There’s a growing mess in the Gariaband District Education Office—and it’s not going away quietly. The district was given crystal-clear directions: end all temporary teacher attachments, send these educators back to their main schools, and submit the paperwork to the Director of Public Instruction within a week. Sounds straightforward, right? Yet here we are, weeks later, and the system seems stuck. Many teachers who should have moved are still posted at their temporary assignments, and the right documents haven’t even made it up the administrative food chain.

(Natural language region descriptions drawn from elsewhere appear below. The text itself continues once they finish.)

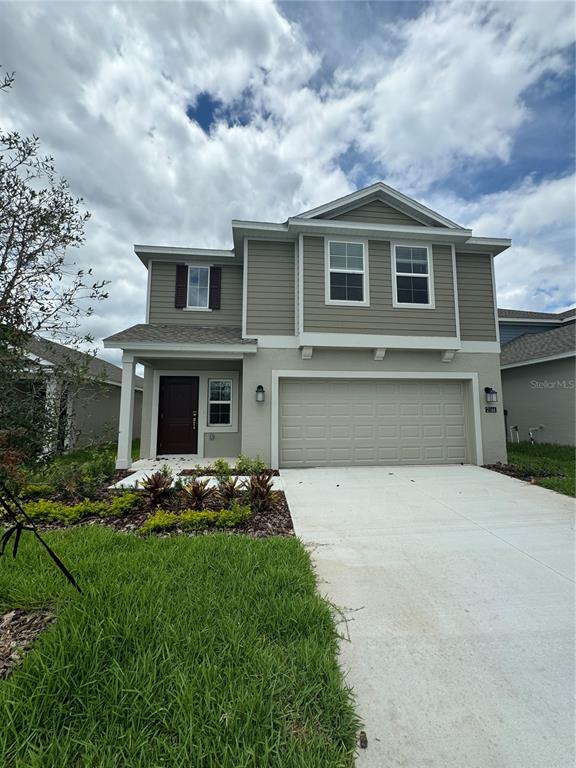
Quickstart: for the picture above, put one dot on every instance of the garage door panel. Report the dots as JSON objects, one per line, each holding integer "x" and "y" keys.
{"x": 433, "y": 430}
{"x": 326, "y": 422}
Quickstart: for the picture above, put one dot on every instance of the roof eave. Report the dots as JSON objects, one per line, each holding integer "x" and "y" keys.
{"x": 392, "y": 231}
{"x": 386, "y": 191}
{"x": 146, "y": 252}
{"x": 536, "y": 360}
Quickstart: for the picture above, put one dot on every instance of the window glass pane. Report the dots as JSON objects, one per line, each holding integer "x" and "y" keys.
{"x": 219, "y": 413}
{"x": 412, "y": 290}
{"x": 337, "y": 262}
{"x": 346, "y": 286}
{"x": 355, "y": 262}
{"x": 411, "y": 260}
{"x": 220, "y": 389}
{"x": 197, "y": 286}
{"x": 338, "y": 249}
{"x": 354, "y": 249}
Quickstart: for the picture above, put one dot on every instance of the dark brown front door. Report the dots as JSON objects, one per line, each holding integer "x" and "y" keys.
{"x": 178, "y": 415}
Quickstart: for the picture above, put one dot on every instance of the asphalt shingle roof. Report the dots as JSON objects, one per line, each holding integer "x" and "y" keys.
{"x": 536, "y": 346}
{"x": 520, "y": 313}
{"x": 181, "y": 334}
{"x": 58, "y": 354}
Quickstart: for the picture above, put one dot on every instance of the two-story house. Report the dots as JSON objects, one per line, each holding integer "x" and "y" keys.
{"x": 364, "y": 331}
{"x": 538, "y": 365}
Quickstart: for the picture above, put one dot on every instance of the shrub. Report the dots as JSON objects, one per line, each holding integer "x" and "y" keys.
{"x": 160, "y": 520}
{"x": 157, "y": 486}
{"x": 229, "y": 518}
{"x": 231, "y": 491}
{"x": 247, "y": 466}
{"x": 86, "y": 508}
{"x": 122, "y": 504}
{"x": 199, "y": 493}
{"x": 196, "y": 519}
{"x": 222, "y": 469}
{"x": 47, "y": 511}
{"x": 37, "y": 491}
{"x": 261, "y": 493}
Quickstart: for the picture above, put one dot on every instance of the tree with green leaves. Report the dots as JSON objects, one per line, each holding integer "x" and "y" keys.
{"x": 42, "y": 292}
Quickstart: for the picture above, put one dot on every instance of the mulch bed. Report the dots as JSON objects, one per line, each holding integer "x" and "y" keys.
{"x": 120, "y": 474}
{"x": 18, "y": 630}
{"x": 208, "y": 471}
{"x": 275, "y": 522}
{"x": 521, "y": 473}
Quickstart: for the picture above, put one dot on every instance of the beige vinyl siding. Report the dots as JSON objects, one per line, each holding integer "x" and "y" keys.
{"x": 162, "y": 287}
{"x": 380, "y": 317}
{"x": 475, "y": 297}
{"x": 376, "y": 212}
{"x": 270, "y": 290}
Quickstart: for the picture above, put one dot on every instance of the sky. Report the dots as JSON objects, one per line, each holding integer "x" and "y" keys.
{"x": 170, "y": 119}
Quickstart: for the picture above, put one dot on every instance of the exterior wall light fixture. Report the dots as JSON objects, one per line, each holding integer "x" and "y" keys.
{"x": 491, "y": 395}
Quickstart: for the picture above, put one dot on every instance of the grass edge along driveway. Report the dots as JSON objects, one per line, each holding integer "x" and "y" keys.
{"x": 207, "y": 651}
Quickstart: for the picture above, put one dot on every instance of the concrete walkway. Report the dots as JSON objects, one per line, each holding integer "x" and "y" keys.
{"x": 458, "y": 586}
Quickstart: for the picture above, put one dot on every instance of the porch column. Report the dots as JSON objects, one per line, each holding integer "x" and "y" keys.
{"x": 52, "y": 405}
{"x": 124, "y": 457}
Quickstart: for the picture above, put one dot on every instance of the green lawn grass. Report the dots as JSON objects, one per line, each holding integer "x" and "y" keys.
{"x": 542, "y": 458}
{"x": 212, "y": 651}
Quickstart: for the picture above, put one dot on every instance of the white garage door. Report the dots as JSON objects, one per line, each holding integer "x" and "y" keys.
{"x": 326, "y": 422}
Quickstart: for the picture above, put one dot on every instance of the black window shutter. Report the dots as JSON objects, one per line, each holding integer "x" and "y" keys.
{"x": 181, "y": 293}
{"x": 215, "y": 287}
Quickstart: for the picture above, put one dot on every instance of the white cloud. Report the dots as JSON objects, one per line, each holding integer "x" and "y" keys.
{"x": 106, "y": 87}
{"x": 538, "y": 271}
{"x": 454, "y": 93}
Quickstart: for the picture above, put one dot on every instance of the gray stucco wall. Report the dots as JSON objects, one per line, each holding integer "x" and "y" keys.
{"x": 96, "y": 410}
{"x": 163, "y": 286}
{"x": 256, "y": 435}
{"x": 380, "y": 317}
{"x": 542, "y": 394}
{"x": 270, "y": 306}
{"x": 475, "y": 297}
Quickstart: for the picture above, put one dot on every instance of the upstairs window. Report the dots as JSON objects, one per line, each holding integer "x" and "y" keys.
{"x": 219, "y": 402}
{"x": 412, "y": 277}
{"x": 198, "y": 292}
{"x": 346, "y": 273}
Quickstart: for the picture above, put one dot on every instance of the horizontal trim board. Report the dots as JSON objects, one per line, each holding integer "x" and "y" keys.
{"x": 381, "y": 192}
{"x": 537, "y": 360}
{"x": 173, "y": 348}
{"x": 372, "y": 340}
{"x": 480, "y": 346}
{"x": 327, "y": 226}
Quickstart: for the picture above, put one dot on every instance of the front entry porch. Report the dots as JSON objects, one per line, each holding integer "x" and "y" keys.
{"x": 191, "y": 411}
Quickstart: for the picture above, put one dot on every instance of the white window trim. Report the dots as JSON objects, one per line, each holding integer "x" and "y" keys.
{"x": 221, "y": 402}
{"x": 429, "y": 255}
{"x": 203, "y": 428}
{"x": 188, "y": 307}
{"x": 366, "y": 281}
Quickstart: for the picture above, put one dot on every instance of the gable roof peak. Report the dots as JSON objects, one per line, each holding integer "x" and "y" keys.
{"x": 386, "y": 194}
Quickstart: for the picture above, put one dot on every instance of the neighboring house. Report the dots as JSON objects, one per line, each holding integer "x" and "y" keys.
{"x": 88, "y": 405}
{"x": 361, "y": 332}
{"x": 538, "y": 375}
{"x": 517, "y": 322}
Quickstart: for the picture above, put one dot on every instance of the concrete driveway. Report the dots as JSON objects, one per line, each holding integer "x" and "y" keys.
{"x": 458, "y": 586}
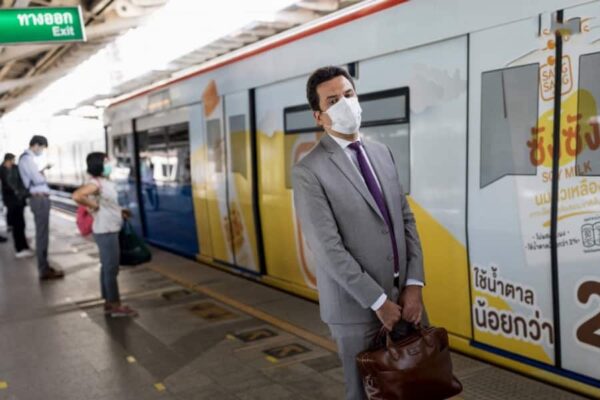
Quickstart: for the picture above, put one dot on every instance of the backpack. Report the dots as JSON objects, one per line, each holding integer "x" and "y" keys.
{"x": 84, "y": 219}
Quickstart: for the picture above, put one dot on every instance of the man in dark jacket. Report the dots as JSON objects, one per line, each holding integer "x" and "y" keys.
{"x": 14, "y": 195}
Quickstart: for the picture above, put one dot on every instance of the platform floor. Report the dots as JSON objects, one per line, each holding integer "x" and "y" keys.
{"x": 202, "y": 334}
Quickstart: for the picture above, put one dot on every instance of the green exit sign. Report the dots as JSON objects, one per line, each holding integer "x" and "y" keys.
{"x": 41, "y": 24}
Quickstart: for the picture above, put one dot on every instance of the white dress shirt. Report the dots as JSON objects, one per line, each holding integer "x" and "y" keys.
{"x": 344, "y": 144}
{"x": 32, "y": 178}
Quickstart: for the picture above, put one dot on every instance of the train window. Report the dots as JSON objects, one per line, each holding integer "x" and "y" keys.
{"x": 384, "y": 108}
{"x": 123, "y": 154}
{"x": 299, "y": 119}
{"x": 509, "y": 114}
{"x": 587, "y": 118}
{"x": 165, "y": 155}
{"x": 239, "y": 144}
{"x": 385, "y": 118}
{"x": 215, "y": 144}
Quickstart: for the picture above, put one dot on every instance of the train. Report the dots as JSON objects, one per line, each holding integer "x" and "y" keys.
{"x": 501, "y": 165}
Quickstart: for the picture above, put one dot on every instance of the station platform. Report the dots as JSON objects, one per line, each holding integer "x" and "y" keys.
{"x": 202, "y": 333}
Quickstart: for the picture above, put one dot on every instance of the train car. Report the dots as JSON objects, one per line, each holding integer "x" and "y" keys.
{"x": 501, "y": 165}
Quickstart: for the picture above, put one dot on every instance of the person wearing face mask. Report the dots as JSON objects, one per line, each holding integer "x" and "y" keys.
{"x": 358, "y": 225}
{"x": 34, "y": 180}
{"x": 100, "y": 196}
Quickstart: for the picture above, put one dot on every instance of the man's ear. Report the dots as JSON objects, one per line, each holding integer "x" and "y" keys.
{"x": 317, "y": 115}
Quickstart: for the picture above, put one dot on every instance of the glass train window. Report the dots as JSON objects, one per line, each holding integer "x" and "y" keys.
{"x": 300, "y": 131}
{"x": 383, "y": 108}
{"x": 588, "y": 116}
{"x": 385, "y": 118}
{"x": 509, "y": 114}
{"x": 215, "y": 144}
{"x": 299, "y": 119}
{"x": 239, "y": 144}
{"x": 165, "y": 155}
{"x": 123, "y": 154}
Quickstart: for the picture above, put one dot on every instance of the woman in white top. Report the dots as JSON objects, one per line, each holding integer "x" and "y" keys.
{"x": 99, "y": 195}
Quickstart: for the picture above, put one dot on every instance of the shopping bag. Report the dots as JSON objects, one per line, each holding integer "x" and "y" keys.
{"x": 133, "y": 248}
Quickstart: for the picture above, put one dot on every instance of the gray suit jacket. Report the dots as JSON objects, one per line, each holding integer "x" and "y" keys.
{"x": 347, "y": 233}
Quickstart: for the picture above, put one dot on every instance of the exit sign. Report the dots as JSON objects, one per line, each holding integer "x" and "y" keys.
{"x": 41, "y": 24}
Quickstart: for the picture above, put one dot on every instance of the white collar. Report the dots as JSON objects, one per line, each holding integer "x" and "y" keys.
{"x": 343, "y": 142}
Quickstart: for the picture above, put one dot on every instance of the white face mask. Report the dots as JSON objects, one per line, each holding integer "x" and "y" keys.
{"x": 345, "y": 115}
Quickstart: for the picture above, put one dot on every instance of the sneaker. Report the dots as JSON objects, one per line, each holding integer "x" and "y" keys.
{"x": 121, "y": 312}
{"x": 52, "y": 274}
{"x": 24, "y": 254}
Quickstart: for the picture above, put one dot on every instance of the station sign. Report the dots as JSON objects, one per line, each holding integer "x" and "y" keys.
{"x": 41, "y": 24}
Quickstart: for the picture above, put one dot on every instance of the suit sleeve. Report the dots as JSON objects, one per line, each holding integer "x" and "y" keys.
{"x": 321, "y": 232}
{"x": 414, "y": 252}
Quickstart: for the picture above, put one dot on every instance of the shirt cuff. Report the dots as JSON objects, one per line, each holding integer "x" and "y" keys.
{"x": 379, "y": 302}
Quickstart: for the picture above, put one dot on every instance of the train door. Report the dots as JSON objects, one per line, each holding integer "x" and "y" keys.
{"x": 508, "y": 210}
{"x": 165, "y": 180}
{"x": 533, "y": 208}
{"x": 240, "y": 181}
{"x": 228, "y": 179}
{"x": 217, "y": 178}
{"x": 578, "y": 220}
{"x": 121, "y": 151}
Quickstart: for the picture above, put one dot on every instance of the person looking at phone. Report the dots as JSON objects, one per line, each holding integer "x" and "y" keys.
{"x": 34, "y": 180}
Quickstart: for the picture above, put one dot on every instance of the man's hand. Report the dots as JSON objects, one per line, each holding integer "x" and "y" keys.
{"x": 389, "y": 314}
{"x": 411, "y": 301}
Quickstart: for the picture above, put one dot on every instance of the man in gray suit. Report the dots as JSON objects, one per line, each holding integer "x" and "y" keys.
{"x": 359, "y": 226}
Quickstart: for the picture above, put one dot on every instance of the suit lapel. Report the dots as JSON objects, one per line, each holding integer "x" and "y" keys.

This isn’t just about paperwork for someone’s desk. The orders were designed to make sure teachers focus on actual teaching, not sit in air-conditioned offices doing clerical work—known locally as ‘बाबूगिरी’. Allowing teachers to dodge classrooms and take up administrative roles means classrooms often have more empty chairs than teachers, with students and schools losing out.
The longer this drags on, the bigger the ripple effect. When teachers stay in staff rooms or at district offices instead of where they're needed, the students get shortchanged and the schools run short on experienced staff. Efficient resource allocation goes out the window, while the quality of education slides.
Let’s talk about why this is happening. The district’s lack of action isn’t an isolated problem. There’s growing unease that the education department in Gariaband simply isn’t serious about following state-level directives. Questions keep buzzing around: Are higher-ups turning a blind eye? Are local staff taking advantage of loopholes to avoid moving back to remote or less comfortable postings?
For the people sweating it out in classrooms, it’s a slap in the face. And for parents and local communities, faith in the education department is wearing thin every time their kids’ teachers can’t be found at their original schools. If the authorities can’t even handle a teacher attachment termination order, what hope is there for tackling tougher educational problems?